Q3: At different stages of development, what challenges do enterprises face in advancing ESG initiatives?
During the Pre-IPO phase, the key lies in establishing a comprehensive data collection mechanism as early as possible and initially forming a governance framework by comparing historical data with industry benchmarks. This phase often determines whether a company can gain recognition from the capital market in the future. After entering the initial listing stage, compliant disclosure becomes a core task. Companies not only need to meet regulatory requirements but also demonstrate strategic thinking during the disclosure process, incorporating ESG into the company's long-term development planning. As companies grow to a certain scale, challenges gradually shift towards supply chain and climate risk management. For example, European market customers often require supply chain partners to disclose complete carbon footprints, forcing companies to promote green supply chain management globally and strengthen their ability to cope with climate risks. When companies grow into multinational groups, complexity further increases, and traditional management methods are no longer sufficient. At this point, it is necessary to introduce digital and information-based ESG management systems, achieving cross-regional and cross-subsidiary data integration and governance coordination through platforms such as ERP, thereby enhancing compliance and management efficiency.
Li Jing emphasized that enterprises at different stages have different focuses in practice, but the core goal is always to continuously enhance sustainable competitiveness through systematic management of ESG.
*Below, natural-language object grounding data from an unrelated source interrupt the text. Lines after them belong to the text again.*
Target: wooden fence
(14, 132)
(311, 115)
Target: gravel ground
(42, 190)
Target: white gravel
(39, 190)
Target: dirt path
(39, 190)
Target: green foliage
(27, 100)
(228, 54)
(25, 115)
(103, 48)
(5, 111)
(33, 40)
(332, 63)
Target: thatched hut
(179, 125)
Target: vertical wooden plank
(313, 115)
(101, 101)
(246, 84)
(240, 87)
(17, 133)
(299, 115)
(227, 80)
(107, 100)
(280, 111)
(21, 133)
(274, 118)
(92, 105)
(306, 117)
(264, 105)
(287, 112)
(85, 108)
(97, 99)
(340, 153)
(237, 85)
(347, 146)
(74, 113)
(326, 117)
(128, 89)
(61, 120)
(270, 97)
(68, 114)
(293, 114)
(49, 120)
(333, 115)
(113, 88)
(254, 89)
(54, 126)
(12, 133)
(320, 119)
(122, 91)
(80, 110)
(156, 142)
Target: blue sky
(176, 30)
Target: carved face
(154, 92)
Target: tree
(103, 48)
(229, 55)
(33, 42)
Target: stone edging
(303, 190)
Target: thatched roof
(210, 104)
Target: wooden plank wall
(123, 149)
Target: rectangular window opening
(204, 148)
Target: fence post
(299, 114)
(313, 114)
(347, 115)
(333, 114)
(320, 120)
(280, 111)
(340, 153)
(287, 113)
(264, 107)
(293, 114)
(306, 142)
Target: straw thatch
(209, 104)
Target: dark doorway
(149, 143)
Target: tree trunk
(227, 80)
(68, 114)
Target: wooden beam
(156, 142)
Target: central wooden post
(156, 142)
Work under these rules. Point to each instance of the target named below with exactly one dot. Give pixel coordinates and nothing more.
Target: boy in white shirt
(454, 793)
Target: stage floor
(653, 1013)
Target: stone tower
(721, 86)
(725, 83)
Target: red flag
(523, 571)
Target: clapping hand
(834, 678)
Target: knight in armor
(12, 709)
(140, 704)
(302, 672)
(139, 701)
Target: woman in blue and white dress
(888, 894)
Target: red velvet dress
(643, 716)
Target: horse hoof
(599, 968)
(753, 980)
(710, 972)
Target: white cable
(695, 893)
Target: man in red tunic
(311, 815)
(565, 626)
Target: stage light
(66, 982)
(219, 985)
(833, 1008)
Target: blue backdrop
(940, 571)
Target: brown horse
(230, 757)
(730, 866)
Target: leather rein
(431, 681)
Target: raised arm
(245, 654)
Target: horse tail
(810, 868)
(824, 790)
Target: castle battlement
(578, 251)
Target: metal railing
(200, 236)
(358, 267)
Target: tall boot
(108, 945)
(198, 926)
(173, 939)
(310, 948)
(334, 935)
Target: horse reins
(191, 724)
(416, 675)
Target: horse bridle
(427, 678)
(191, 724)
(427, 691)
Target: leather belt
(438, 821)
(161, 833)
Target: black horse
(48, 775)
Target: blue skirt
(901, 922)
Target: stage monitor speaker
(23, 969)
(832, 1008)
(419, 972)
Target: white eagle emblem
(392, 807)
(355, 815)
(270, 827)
Q4: The rapid development of artificial intelligence is changing various industries. So, what role can AI play in the ESG field? At the same time, what challenges may it face?
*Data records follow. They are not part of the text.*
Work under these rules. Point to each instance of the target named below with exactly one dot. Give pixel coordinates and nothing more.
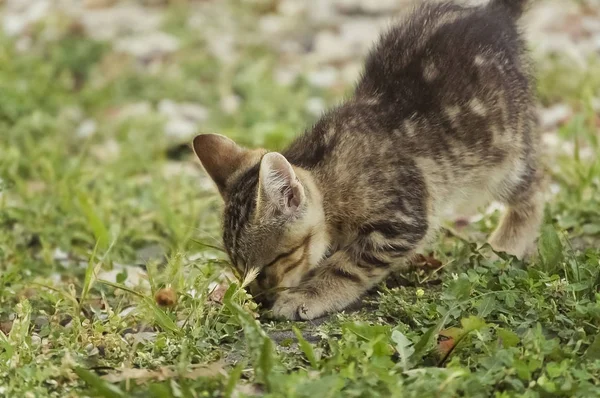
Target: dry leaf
(165, 373)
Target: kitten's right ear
(220, 157)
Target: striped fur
(442, 117)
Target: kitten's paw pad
(297, 306)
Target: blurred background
(99, 100)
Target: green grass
(70, 209)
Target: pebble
(554, 115)
(87, 128)
(324, 77)
(315, 106)
(146, 46)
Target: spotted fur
(442, 117)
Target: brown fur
(443, 117)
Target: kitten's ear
(220, 157)
(279, 184)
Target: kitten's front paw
(296, 305)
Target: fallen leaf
(165, 373)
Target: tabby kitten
(442, 116)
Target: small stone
(166, 297)
(554, 116)
(87, 128)
(148, 45)
(180, 129)
(315, 106)
(329, 47)
(230, 104)
(286, 76)
(92, 4)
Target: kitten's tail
(514, 7)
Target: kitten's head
(273, 220)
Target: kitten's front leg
(338, 282)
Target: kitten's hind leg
(519, 226)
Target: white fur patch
(477, 107)
(430, 72)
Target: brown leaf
(165, 373)
(427, 261)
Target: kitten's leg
(519, 226)
(342, 279)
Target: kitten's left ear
(279, 184)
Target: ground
(112, 279)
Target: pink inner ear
(294, 196)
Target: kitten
(443, 115)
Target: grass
(76, 207)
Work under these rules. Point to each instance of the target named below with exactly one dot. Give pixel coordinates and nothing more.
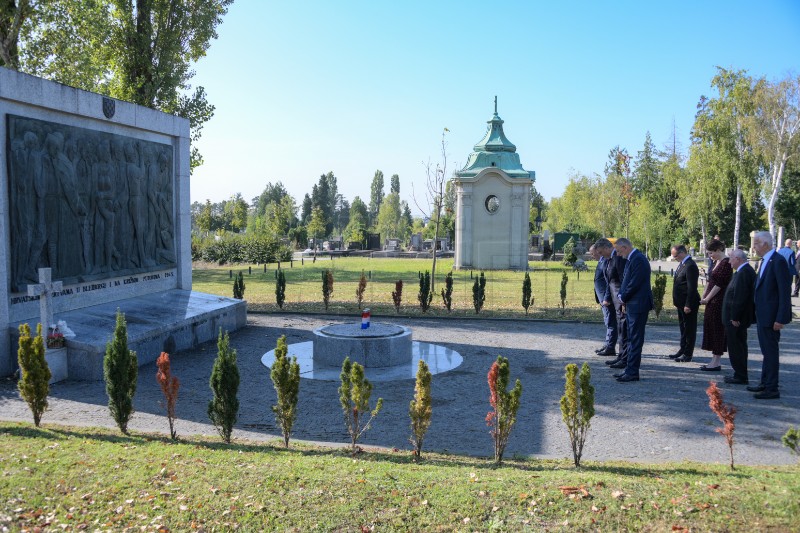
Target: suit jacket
(773, 298)
(684, 286)
(600, 283)
(635, 291)
(737, 304)
(615, 270)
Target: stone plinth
(380, 345)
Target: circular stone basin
(379, 346)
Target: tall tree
(375, 197)
(140, 51)
(775, 134)
(12, 16)
(720, 145)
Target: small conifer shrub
(659, 289)
(223, 409)
(420, 408)
(479, 293)
(447, 292)
(354, 394)
(362, 286)
(327, 287)
(397, 295)
(505, 404)
(169, 386)
(120, 370)
(527, 294)
(577, 407)
(280, 288)
(726, 414)
(285, 375)
(425, 295)
(238, 286)
(34, 382)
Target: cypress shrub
(505, 405)
(280, 289)
(479, 293)
(425, 295)
(223, 409)
(34, 382)
(577, 407)
(238, 286)
(397, 295)
(285, 375)
(120, 370)
(447, 292)
(420, 408)
(354, 394)
(527, 294)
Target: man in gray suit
(737, 315)
(609, 315)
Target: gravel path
(664, 417)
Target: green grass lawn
(67, 478)
(503, 288)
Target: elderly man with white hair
(773, 311)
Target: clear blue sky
(303, 88)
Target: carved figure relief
(87, 204)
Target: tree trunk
(738, 222)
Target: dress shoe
(767, 395)
(733, 380)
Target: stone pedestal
(57, 361)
Regarding the application of AI in ESG, Li Jing holds a positive yet cautious attitude. She states that AI, especially large models, shows great potential in data processing and efficiency improvement, enabling enterprises to collect ESG data, conduct carbon accounting, and disclose information more quickly and accurately. EY is also actively exploring this direction, such as developing intelligent Q&A mini-programs and gradually building an ESG knowledge base to provide more convenient support for enterprises in their daily learning and management.
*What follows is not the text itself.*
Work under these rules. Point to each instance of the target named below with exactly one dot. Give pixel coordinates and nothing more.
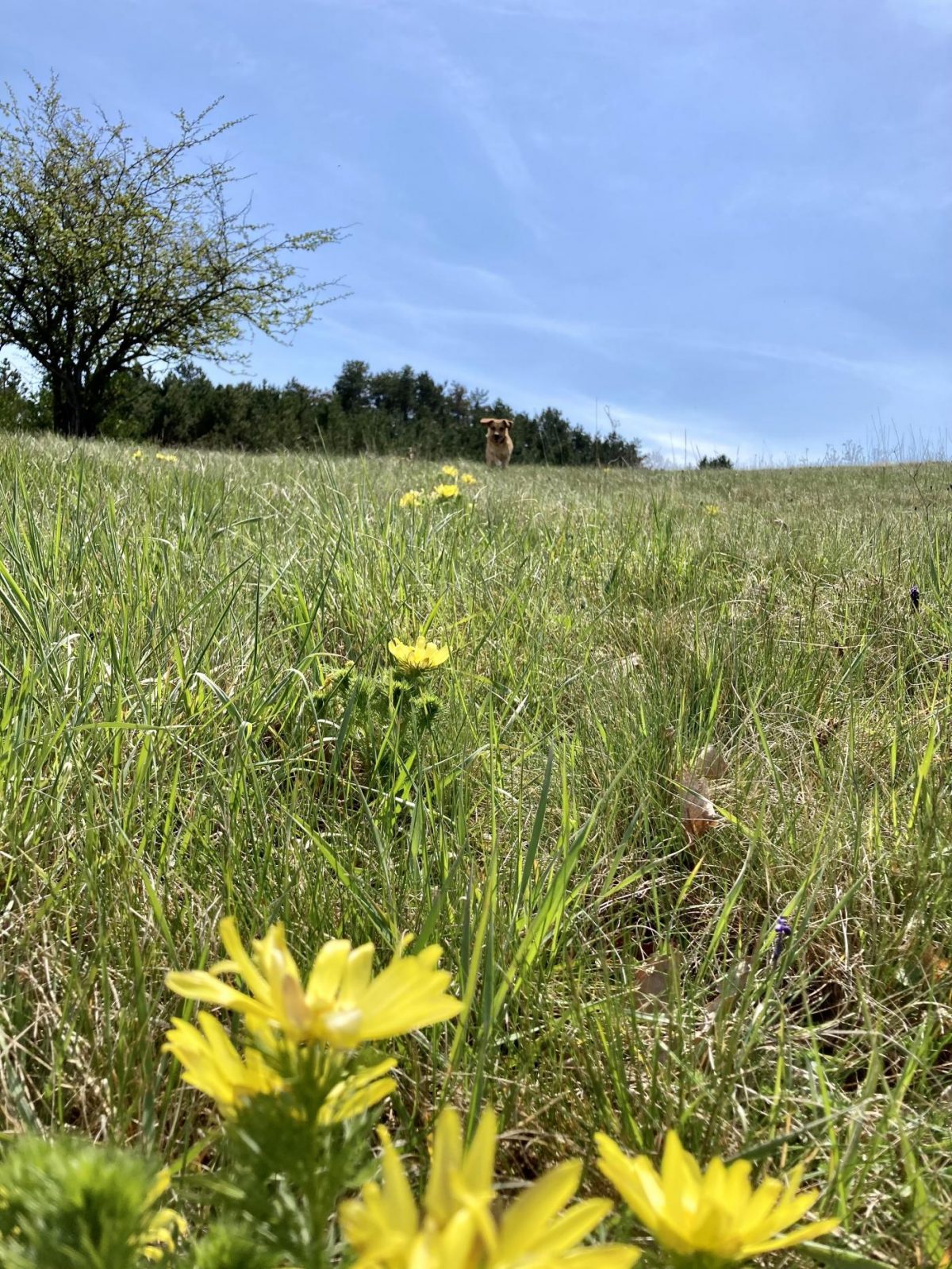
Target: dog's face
(498, 430)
At the same time, she also emphasized that the implementation of AI still faces many challenges. Firstly, the training and operation of large models require a significant amount of computing power, and enterprises must strengthen relevant management. Secondly, the accuracy of AI highly depends on data quality; if the corpus or input data is not rigorous enough, deviations or even 'AI hallucinations' can occur, affecting the scientific nature of decision-making. In addition, although AI can significantly improve efficiency, it still struggles to replace customized and emotional communication in human-computer interaction, which requires enterprises to seek a balance between efficiency and humanistic care. Finally, when AI is applied in sensitive areas such as carbon accounting and rating, algorithm transparency and ethical review mechanisms are particularly crucial. Li Jing pointed out that only under the premise of scientific governance and prudent supervision can AI truly become a powerful booster for promoting ESG development.

Q5: In the long run, what value will AI-powered ESG bring to enterprises?
In answering this question, Li Jing put forward a widely circulated view: 'AI will not replace humans, but those who do not know how to use AI.' She believes that this view also applies to the ESG field. For businesses, AI can not only improve the efficiency of data collection, analysis, and disclosure, reduce labor costs, but also create new value in environmental governance, social responsibility, and governance optimization. More importantly, AI is helping businesses elevate their strategic level. Through intelligent systems, businesses can better plan their ESG paths globally, achieving cross-border compliance and integrated management. Looking ahead, with the gradual improvement of green computing power, intelligent management platforms, and ethical governance frameworks, the integration of AI with ESG is expected to become the core engine driving high-quality sustainable development for enterprises.